Well, if it’s 25 June, it’s the 76th anniversary of the first article about ‘flying saucers’ appearing in the US media, sparking a summer of sightings of EXACTLY THE SAME THING, which is uncanny, isn’t it?
Too much for alt text, so here it all is, just in case:
Impossible! Maybe, But Seein’ Is Believin’, Says Flyer
Kenneth Arnold, with the fire control at Boise and who was flying in southern Washington yesterday afternoon in search of a missing marine plane, stopped here en route to Boise today with an unusual story-which he — doesn’t expect people to believe E but which he declared was true. He said he sighted nine saucer-like aircraft flying in formation at 3 pm yesterday, extremely bright — as if they were nickel plated — and flying at an immense rate of speed. He estimated they were at an altitude between 9,500 and 10,000 and clocked them from Mt. Rainier to Mt. Adams, arriving at the amazing speed of about 1200 miles an hour. “It seemed impossible,” he said, “but there it is-I must believe my eyes.” He landed at Yakima somewhat later and inquired there, but learned nothing. He said that in flight they appeared to weave in and out of formation.
Apparently, pilot Kenneth Arnold said the craft he saw flew in a saucer-like fashion, which became “saucer-like aircraft” in the story. The first use of the phrase ‘flying saucer’ may be the one in the Wilmington Morning Star on 6 July 1947:
Journalists on the first article, Bill Bequette and Nolan Skiff, “squeezed [it] into the bottom of page one”, because they were “only minutes away from ‘putting the paper to bed’”, and just had time to send an even shorter version to the Associated Press.
That’s from a 1998 article in International UFO Reporter (vol.23, no.4 if you want to track it down), which also reported that they then went to lunch, and…
Again, too much alt text, so here’s the text:
When I returned to the office after lunch, the receptionist’s eyes were as big as saucers — the kind we use under coffee cups. She said newspapers from all around the country and Canada had been calling. They wanted more details on the “flying saucers.” I spent the next two hours with Mr. Arnold in his hotel room. From that interview I wrote a story about 40 column inches long. The story was telephoned to the AP bureau in Portland. Next morning almost every newspaper in the country published the story on page one. Even after 40 years I feel some embarassment over the original UFO story. My embarassment is because I failed to recognize what a big story Mr. Arnold brought into the office that day.

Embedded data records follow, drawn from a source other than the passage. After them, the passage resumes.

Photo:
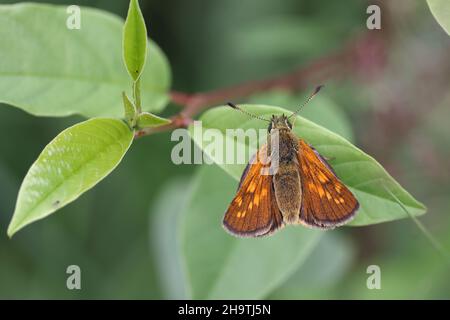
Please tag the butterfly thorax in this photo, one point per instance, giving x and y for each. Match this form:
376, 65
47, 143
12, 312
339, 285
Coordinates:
283, 148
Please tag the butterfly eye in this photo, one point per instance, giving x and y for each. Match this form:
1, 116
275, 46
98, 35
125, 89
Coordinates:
288, 124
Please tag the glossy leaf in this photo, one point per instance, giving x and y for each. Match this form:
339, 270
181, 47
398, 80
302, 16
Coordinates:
72, 163
441, 12
134, 40
148, 120
47, 69
129, 108
362, 173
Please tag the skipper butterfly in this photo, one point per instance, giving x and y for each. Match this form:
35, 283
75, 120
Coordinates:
304, 189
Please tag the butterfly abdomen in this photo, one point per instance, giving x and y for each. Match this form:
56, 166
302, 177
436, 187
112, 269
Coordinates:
288, 192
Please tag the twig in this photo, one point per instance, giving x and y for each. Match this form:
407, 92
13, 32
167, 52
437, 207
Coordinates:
338, 64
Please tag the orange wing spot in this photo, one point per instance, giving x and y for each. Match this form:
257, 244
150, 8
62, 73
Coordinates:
322, 178
263, 192
251, 187
321, 191
256, 200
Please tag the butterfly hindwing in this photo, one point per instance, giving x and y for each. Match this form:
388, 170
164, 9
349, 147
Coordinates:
253, 211
326, 201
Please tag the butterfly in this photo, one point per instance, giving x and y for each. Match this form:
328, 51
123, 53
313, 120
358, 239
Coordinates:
301, 189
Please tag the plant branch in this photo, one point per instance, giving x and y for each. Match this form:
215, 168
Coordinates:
338, 64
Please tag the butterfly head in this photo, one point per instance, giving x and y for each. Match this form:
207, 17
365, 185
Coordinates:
280, 123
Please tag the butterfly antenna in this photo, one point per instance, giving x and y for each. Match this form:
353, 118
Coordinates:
316, 91
251, 115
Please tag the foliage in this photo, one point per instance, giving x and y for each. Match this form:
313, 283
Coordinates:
179, 249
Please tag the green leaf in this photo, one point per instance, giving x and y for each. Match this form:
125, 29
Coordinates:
129, 109
319, 275
362, 173
134, 40
47, 69
220, 266
148, 120
164, 240
441, 12
72, 163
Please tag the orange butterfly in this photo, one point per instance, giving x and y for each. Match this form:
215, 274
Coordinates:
303, 190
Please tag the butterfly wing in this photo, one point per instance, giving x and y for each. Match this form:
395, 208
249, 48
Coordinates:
254, 211
326, 201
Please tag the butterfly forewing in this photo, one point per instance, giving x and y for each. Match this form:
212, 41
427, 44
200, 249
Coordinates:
253, 211
326, 201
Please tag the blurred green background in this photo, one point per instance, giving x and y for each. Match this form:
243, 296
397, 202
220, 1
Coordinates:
394, 105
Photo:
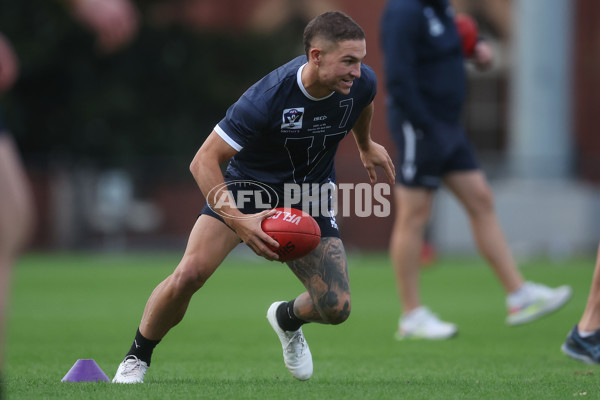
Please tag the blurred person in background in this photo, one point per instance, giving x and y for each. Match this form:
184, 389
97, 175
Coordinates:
114, 24
583, 342
426, 82
16, 208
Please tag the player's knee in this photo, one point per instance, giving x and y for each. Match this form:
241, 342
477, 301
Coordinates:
190, 275
482, 202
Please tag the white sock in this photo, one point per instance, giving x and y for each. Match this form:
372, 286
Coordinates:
585, 334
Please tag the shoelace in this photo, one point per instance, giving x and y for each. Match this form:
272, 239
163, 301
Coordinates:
296, 338
132, 363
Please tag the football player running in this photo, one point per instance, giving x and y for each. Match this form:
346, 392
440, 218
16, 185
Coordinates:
284, 129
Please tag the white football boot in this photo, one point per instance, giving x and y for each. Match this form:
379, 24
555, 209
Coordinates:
421, 323
533, 301
296, 353
131, 370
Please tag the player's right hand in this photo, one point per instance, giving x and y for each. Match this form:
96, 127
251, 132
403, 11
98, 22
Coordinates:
251, 233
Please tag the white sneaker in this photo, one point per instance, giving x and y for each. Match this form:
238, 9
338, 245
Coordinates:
131, 370
534, 300
296, 353
421, 323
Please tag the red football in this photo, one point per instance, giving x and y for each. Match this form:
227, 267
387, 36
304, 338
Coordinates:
468, 32
296, 232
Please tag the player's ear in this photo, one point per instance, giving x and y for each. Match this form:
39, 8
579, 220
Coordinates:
315, 55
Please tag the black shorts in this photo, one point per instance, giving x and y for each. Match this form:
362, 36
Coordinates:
253, 205
423, 158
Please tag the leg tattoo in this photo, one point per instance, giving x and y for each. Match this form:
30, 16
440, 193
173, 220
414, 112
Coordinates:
324, 273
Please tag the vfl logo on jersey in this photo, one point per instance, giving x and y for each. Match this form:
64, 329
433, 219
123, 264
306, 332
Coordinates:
292, 118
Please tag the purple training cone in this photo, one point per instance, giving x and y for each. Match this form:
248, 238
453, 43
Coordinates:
85, 371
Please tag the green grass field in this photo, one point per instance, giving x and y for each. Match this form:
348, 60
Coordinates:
77, 306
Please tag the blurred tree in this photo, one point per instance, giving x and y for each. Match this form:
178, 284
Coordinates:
158, 98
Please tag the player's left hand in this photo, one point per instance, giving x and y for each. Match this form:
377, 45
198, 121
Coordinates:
483, 55
377, 156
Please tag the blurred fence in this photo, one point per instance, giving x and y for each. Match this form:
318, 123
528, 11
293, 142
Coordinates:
107, 140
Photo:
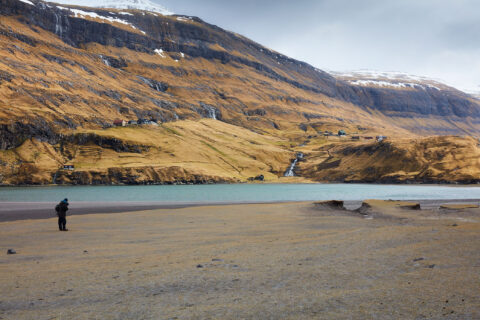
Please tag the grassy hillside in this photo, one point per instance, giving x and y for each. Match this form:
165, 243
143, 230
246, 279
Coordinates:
182, 152
422, 160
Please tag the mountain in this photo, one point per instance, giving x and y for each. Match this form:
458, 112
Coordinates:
219, 106
144, 5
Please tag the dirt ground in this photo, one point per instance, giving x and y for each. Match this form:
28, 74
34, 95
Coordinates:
256, 261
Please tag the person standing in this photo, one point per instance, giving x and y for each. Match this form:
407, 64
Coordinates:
62, 209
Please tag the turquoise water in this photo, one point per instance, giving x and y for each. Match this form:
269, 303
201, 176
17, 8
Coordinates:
238, 193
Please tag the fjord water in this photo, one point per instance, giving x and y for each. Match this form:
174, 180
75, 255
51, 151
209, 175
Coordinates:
233, 193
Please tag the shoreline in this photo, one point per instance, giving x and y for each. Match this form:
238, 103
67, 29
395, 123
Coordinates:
278, 182
276, 261
16, 211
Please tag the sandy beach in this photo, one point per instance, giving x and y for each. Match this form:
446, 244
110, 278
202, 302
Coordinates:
249, 261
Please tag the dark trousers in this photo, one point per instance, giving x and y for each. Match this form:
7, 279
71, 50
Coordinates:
62, 222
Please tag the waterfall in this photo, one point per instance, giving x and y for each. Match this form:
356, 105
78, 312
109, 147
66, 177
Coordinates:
58, 25
55, 178
289, 172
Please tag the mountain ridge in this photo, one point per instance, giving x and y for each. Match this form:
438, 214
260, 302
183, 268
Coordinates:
67, 70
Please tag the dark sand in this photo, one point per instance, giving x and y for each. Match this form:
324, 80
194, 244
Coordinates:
13, 211
254, 261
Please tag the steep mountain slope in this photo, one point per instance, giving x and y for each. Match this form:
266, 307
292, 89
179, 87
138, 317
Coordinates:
66, 71
407, 98
427, 160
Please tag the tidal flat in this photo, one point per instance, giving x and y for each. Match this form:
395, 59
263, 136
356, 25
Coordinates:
246, 261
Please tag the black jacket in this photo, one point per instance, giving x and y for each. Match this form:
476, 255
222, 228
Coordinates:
62, 209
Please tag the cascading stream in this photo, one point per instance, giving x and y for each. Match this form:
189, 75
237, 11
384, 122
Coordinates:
290, 171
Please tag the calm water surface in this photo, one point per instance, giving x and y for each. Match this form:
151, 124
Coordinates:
237, 193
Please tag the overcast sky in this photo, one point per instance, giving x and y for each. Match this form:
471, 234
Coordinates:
434, 38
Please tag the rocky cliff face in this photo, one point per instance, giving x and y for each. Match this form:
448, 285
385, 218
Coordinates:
113, 56
66, 73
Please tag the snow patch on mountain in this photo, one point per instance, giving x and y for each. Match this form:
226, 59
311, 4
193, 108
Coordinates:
82, 14
145, 5
387, 79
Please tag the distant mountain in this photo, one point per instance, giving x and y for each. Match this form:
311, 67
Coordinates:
220, 107
145, 5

The pilot, Kenneth Arnold, according to Wikipedia, “had the makings of a reliable witness … neither exaggerating … nor adding sensational details”, and was just confused by what he saw. A gap created by a mystery, though, tends to get filled with speculation before the facts arrive, and soon everyone was seeing flying discs everywhere.

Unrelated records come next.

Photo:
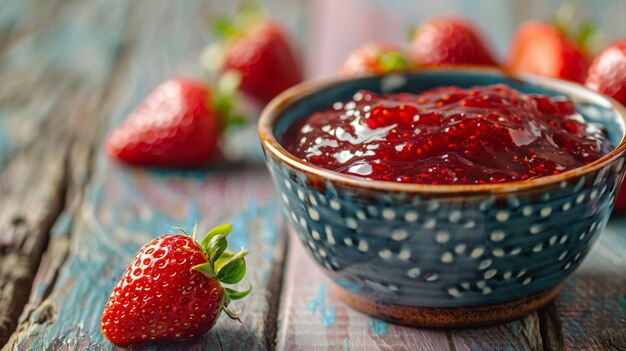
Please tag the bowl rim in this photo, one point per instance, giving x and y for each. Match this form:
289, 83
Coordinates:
272, 112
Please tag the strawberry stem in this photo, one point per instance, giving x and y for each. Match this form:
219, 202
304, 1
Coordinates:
225, 266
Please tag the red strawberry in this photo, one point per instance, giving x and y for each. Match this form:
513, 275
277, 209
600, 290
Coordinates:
374, 58
449, 41
543, 49
259, 50
607, 75
173, 289
178, 124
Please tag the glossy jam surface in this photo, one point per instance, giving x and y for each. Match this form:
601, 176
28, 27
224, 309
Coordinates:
449, 135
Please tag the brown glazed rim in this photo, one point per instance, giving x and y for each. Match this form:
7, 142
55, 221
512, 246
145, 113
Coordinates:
453, 317
274, 110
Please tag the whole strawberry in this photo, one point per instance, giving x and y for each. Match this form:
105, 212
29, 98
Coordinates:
545, 49
374, 58
259, 51
173, 289
449, 40
607, 75
178, 125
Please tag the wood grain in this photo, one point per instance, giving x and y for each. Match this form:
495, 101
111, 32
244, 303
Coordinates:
592, 305
124, 207
36, 175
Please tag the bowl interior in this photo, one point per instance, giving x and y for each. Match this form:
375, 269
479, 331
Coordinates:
593, 107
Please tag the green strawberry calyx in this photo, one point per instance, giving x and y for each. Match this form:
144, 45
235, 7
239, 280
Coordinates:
227, 100
225, 266
580, 30
225, 31
393, 61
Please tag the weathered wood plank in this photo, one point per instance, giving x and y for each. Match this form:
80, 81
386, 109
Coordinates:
591, 308
125, 207
312, 318
36, 176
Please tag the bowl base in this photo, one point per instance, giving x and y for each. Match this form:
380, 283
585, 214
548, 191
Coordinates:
447, 317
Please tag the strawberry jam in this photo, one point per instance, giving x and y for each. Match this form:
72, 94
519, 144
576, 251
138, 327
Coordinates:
449, 135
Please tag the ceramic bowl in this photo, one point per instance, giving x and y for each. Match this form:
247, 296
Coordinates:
444, 255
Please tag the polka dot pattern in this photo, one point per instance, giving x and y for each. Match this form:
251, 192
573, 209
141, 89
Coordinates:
433, 250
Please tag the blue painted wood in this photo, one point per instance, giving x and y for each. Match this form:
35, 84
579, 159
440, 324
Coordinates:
592, 304
125, 207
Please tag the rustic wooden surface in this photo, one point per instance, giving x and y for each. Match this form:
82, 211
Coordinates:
71, 220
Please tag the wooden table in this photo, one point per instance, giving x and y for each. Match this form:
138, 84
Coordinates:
71, 220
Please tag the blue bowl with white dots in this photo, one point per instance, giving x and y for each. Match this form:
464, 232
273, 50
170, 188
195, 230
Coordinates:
444, 255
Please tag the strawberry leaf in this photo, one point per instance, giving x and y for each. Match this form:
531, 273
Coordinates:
393, 61
224, 257
222, 230
216, 246
237, 295
232, 314
232, 271
206, 269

A writer called Ted Bloecher wrote a Report on the UFO Wave of 1947 in 1967 containing this chart of ‘sightings’ around the time of Kenneth Arnold’s incident:
Then, of course, in July that year, staff at Roswell Army Air Field found the remains of a space ship with a real, actual alien inside — or recovered bits of metal and rubber from a military balloon, depending on who you believe.
That 1998 interview with Bill Bequette has him concluding that “some of the UFOs may be ultra-, super-, more-than-top-secret aircraft tested by our government or some other government”, and saying of a book he’d read called Above Top Secret: The Worldwide UFO Cover-Up:
…so, naturally, the unbiased journalist interviewing him for… er, International UFO Reporter (vol.23, no.4) concludes:
(I’ve just left some portentous ripples. I’d give it five minutes if I were you)
There are any number of possible explanations: mirages, clouds, Lockheed P-80s, even pelicans. Sadly, none of them are as much fun as little green men who want to stick their advanced scientific instruments into human anuses.